Flock of starlings Starlings flocking together don’t communicate via attack ads. Photo by t.klick.

Flocking: Many animals forage and travel in groups that coordinate their movements. This may be best studied in birds: individuals within the flock watch and react to other nearby individuals, which lets them spend less effort watching for predators [$a] or finding food [$a].

This seems like it might have an obvious application to human government — we’ll just all agree to take our cues from the people nearest us to decide whether we need to subsidize agriculture or preemptively invade an oil-producing nation. Actually, now that I think about it, this sounds pretty much like what we’re doing already.

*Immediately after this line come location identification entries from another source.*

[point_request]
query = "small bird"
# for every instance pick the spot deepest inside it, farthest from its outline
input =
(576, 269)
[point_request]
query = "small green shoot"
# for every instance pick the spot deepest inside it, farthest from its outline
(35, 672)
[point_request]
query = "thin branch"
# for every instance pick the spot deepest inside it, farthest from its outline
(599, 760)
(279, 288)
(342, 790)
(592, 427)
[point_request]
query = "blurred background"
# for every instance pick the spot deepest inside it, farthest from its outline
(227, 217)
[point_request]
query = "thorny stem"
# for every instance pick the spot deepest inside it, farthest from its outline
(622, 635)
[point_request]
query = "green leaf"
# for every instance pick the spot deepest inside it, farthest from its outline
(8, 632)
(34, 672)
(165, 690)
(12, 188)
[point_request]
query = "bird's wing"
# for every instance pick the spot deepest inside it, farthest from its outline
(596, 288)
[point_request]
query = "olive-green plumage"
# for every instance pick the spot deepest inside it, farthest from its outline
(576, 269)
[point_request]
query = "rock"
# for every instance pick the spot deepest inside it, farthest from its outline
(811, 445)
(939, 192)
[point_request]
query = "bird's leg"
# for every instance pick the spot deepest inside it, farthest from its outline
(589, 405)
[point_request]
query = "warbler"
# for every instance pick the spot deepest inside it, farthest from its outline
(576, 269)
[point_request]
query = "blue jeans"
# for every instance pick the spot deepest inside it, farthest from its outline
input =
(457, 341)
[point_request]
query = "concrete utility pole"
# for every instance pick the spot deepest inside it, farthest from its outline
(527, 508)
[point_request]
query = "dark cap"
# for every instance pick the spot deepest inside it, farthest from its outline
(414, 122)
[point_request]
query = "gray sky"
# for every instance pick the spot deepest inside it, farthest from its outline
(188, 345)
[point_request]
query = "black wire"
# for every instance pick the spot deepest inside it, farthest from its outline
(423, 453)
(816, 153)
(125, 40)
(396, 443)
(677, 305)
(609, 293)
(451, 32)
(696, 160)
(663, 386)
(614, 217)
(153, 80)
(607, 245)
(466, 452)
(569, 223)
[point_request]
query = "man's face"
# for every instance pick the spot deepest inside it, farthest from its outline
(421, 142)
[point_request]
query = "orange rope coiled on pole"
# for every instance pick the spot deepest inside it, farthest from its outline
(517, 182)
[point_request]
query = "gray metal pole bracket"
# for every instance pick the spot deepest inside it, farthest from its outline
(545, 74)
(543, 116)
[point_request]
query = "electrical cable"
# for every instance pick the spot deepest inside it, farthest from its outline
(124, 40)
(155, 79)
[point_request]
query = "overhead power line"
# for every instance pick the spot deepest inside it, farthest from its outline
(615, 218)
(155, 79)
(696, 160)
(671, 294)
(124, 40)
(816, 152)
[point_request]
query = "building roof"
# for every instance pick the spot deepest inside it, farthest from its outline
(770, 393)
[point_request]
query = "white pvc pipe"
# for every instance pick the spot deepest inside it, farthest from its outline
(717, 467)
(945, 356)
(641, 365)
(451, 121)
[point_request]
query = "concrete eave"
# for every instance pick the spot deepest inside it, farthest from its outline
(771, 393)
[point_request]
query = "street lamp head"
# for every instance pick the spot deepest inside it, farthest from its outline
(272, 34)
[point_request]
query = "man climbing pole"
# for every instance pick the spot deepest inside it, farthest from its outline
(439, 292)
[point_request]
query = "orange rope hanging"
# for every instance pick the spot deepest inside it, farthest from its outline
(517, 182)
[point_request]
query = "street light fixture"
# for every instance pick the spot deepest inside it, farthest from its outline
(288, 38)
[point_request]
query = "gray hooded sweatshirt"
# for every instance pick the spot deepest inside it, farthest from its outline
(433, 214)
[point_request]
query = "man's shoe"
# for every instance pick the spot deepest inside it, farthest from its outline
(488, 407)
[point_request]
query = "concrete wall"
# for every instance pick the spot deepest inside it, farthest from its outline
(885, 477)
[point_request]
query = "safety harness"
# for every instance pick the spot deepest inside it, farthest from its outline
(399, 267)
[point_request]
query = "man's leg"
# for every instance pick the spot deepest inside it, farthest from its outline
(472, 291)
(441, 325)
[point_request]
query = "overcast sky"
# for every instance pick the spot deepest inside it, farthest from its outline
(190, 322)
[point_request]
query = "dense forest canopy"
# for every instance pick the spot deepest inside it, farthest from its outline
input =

Dominance hierarchy: Many animals establish some sort of hierarchy within social groups, which decides who gets precedence in conflicts over food, or preference for mates. In wolf packs, for instance, social rank seems to be strongly related to age and reproductive status [$a], with relative ranking mediating food sharing or division of labor within the pack.

Wolf Noble-looking, sure, but no basis for a system of goverment. Photo by Tancread.

Unfortunately for human governance, dominance within wolf packs is structured by familial relationships — so it’s not going to translate very well for decision making at any level greater than individual precincts, or maybe individual school districts in some of the more rural parts of the country. Which is just as well, because I don’t particularly want to share this elk I’ve just caught. Mmm, elk.

Quorum sensing: Many species of bacteria change their behavior and activity when they’re in big groups [PDF]. To achieve this, individual cells produce signalling molecules at a predictable rate. As they detect more signalling compound, they can “know” that there are more cells of their species nearby, and can begin to do things that only make sense when there are lots of cells in one place. Different bacterial species use this approach to “decide” whether to begin a growth phase that harms an infected human, to start making chemicals that kill off competitors, or to generate bioluminescence for squid.

So, what would government by quorum sensing look like? Well, clearly we’d just all gather at some location, and, when there were enough of us present, we’d build a bridge or start a school or whatever it is that needs doing. I foresee no complications whatsoever with this approach.◼

Seriously, though, people. If you’re a U.S. citizen, you should go find your fucking polling place, and please vote Sensible.

References

Clark, C. and M. Mangel. 1984. Foraging and flocking strategies: Information in an uncertain environment. American Naturalist 123:626–641. DOI: 10.1086/284228.

Krebs, J., M. MacRoberts and J. Cullen. 1972. Flocking and feeding in the great tit Parus major-an experimental study. Ibis 114:507–530. 10.1111/j.1474-919X.1972.tb00852.x.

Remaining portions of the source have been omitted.